The city is far behind that target. By the end of last year, builders had provided less than a quarter of the affordable units the state recommended for the city by 2020.
Progressives at City Hall, led by City Councilwoman Georgette Gómez, are rallying for a change.
They want to force more developers to build affordable units in their own projects.
They have watched as some large-scale projects such as the Town and Country redevelopment in Mission Valley have failed to commit to including affordable housing in their projects, and instead opted to pay the fee. Downtown inclusionary housing fee collections have spiked along with a building boom that Democrats believed should have also come with more affordable housing units.
Legislation signed by Gov. Jerry Brown last year offered Democrats an opening. AB 1505 effectively reverses a 2009 court ruling that barred cities from requiring on-site affordable housing as a condition of rental development. That past ruling led San Diego and other cities to revise their inclusionary policies to make it far easier for developers to pay fees rather than build affordable units.
City Councilman Chris Ward last fall wrote a memo encouraging the city to revisit its inclusionary policy shortly after Brown signed the bill. This summer, at Ward and Gómez’s urging, the City Council voted to begin exploring changes.
Now Gómez’s office is hosting meetings with developers and housing advocates and ordering a consultant to assess the potential impact of their options, including requiring developers to build a higher percentage of affordable units in their projects. Gómez hopes to bring a proposed policy to the full City Council next spring.
Developers and business leaders who have opposed the inclusionary policy in the past are for now supporting the process. Their most resounding message has been that Gómez should be careful not to inadvertently hamper housing production.
They caution that increasing the requirement could complicate developers’ efforts to finance projects at a time when other costs are also escalating.
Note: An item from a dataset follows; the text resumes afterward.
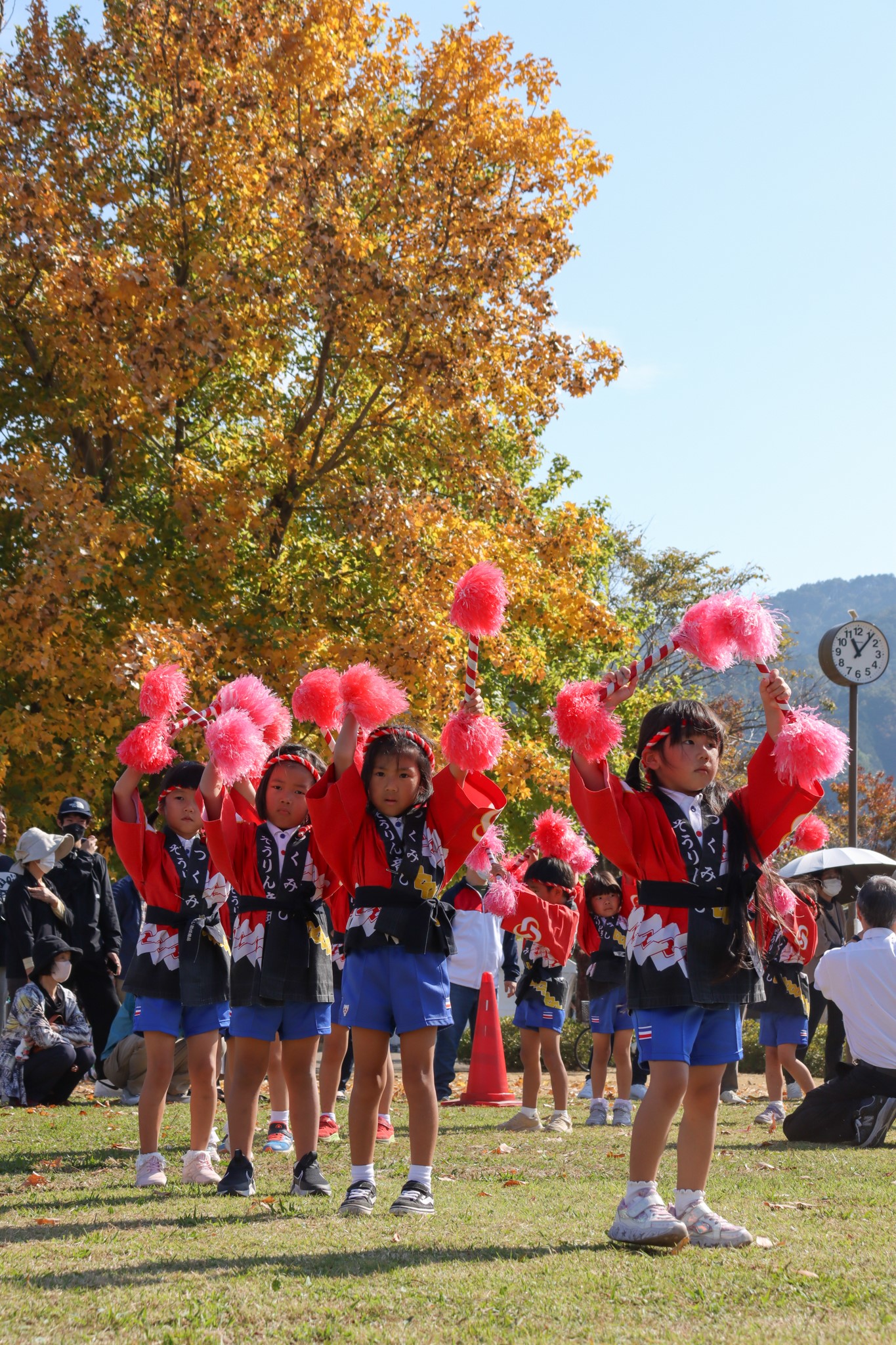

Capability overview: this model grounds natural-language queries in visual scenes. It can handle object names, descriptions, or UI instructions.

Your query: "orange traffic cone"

[458,971,520,1107]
“We need to make sure that what we’re doing does not impede the ability for developers to actually build the units, that can lead to the units that we all want,” said Matthew Adams of the Building Industry Association at a Wednesday City Council committee hearing.
Builders aren’t the only ones sounding the alarm.
State Sen. Scott Wiener, a San Francisco Democrat and AB 1505 supporter at the forefront of state housing efforts, has warned that increasing developer requirements could undermine efforts to build more housing.
“When people push for an extremely high inclusionary percentage that makes (a) project infeasible, they’re not advocating for housing. Rather, they’re advocating for no housing,” Wiener wrote on Twitter. “It’s a form of NIMBYism.”
Gómez and Mayor Kevin Faulconer’s team, which is participating in the policymaking discussions, have said they want to create a policy that ensures more – not less – housing development.
“Fundamentally, I think we’re all trying to achieve the same thing, which is increase the production and supply so we have more units,” said Elyse Lowe, the mayor’s chief housing adviser and director of the city’s development services department.
Murtaza Baxamusa, a researcher affiliated with the county’s largest construction workers union, is one of the most outspoken voices advocating a more stringent mandate. He agreed that a balance must be struck and acknowledged that simply changing the city’s inclusionary policy won’t be an affordable-housing panacea.
The policy update matters, Baxamusa said, because it could ensure that the city gets more low-income housing during building booms and that affordable housing is spread throughout the city rather than concentrated in certain areas or projects.
“Inclusionary housing is the best way to tap into market forces to produce affordable housing,” Baxamusa said.